Ecópolis comenzó una bitácora de observación donde se pudo acreditar el maltrato al que estaba siendo sometida la elefanta. Esto incluyó el trabajo de veterinarios, expertos en fauna silvestre y adiestramiento de elefantes del santuario de elefantes de Tennesse, donde se consiguió un cupo para que Ramba pudiera pasar allí el resto de su vida. Sin embargo, el SAG continuó en la postura de mantener a la elefanta bajo la custodia del circo.

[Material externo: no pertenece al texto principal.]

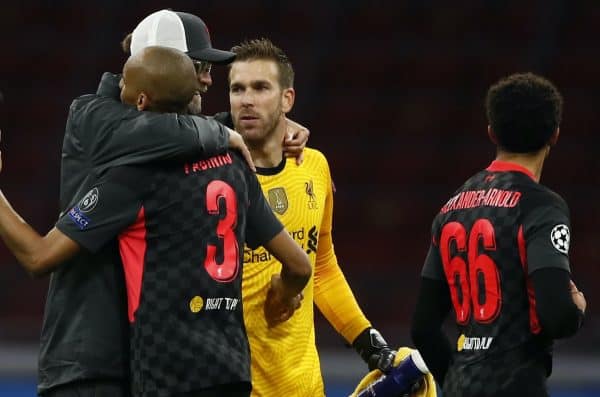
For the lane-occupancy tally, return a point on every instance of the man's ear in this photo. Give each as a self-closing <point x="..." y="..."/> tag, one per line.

Ramba fue retirada del circo el 2010 por su edad (60 años). La elefanta fue trasladada a una parcela de descanso donde los Tachuela conservan a los animales retirados de la actividad circense. Un lugar descrito como un “estacionamiento de camiones” por Florencia Trujillo.

Pero Maluenda se defiende: “Ninguno de los expertos que le llevaron a la Ramba se acercó más de 3 o 4 metros a ella. Le tenían miedo. Nosotros la teníamos en un criadero zoológico no abierto al público donde tenemos a los animales más viejitos, incluso hemos rescatado animales de otros circos. Con médico de cabecera y un promedio de 3 millones de pesos en gastos, ¿cómo iba a estar maltratada?”.

Joaquín Maluenda dice que en la parcela ubicada en La Pintana tiene a más de 100 animales entre osos, leones y monos. Animales que cumplieron sus labores con los Tachuela y ahora descansan lejos del espectáculo. Ahí estuvo Ramba cerca de un año hasta que el 3 de enero del 2012 fue rescatada finalmente para ser trasladada al Parque Safarí de Rancagua.

Liberen a Ramba

El rescate de Ramba ocurrió luego de que la ONG recibiera el fallo de la Contraloría General de la República donde se señalaba que el SAG había cometido una ilegalidad al mantener a la elefanta bajo la custodia de los Tachuela, quienes habrían infringido la ley al adquirir a la elefanta decomisada.

Después de cuatro intentos según la abogada de Maluenda, Gloria Pérez, ya que la elefanta no se habría querido ir, Ramba fue trasladada zoológico a Rancagua. Paralelamente la ONG interpuso una demanda en los tribunales de justicia por maltrato animal y comercio indebido.

Con la sentencia dictada, la defensa de Maluenda revisará el fallo para ver si presentarán un recurso que pueda anular el juicio. Alma Sánchez se encuentra satisfecha por lo que considera un “fallo histórico que recoge toda una historia de maltratos en el país”.

Pese a lo emblemático del caso de Ramba, para Ecópolis es sólo la punta de iceberg. “La gran mayoría por no decir todos los circos en Chile tienen animales de fauna silvestre exóticos, y todos son animales de origen ilegal y la gran mayoría tiene esos animales ya decomisados por el SAG y entregados a ellos mismos por la autoridad administrativa. La Contraloría ya dijo que era ilegal y vulneratorio de la convención CITES (Convención sobre el comercio internacional de especies), que Chile suscribe desde 1975”.

Por ahora Ramba sigue en Rancagua esperando que se concrete su traslado a Tennesse.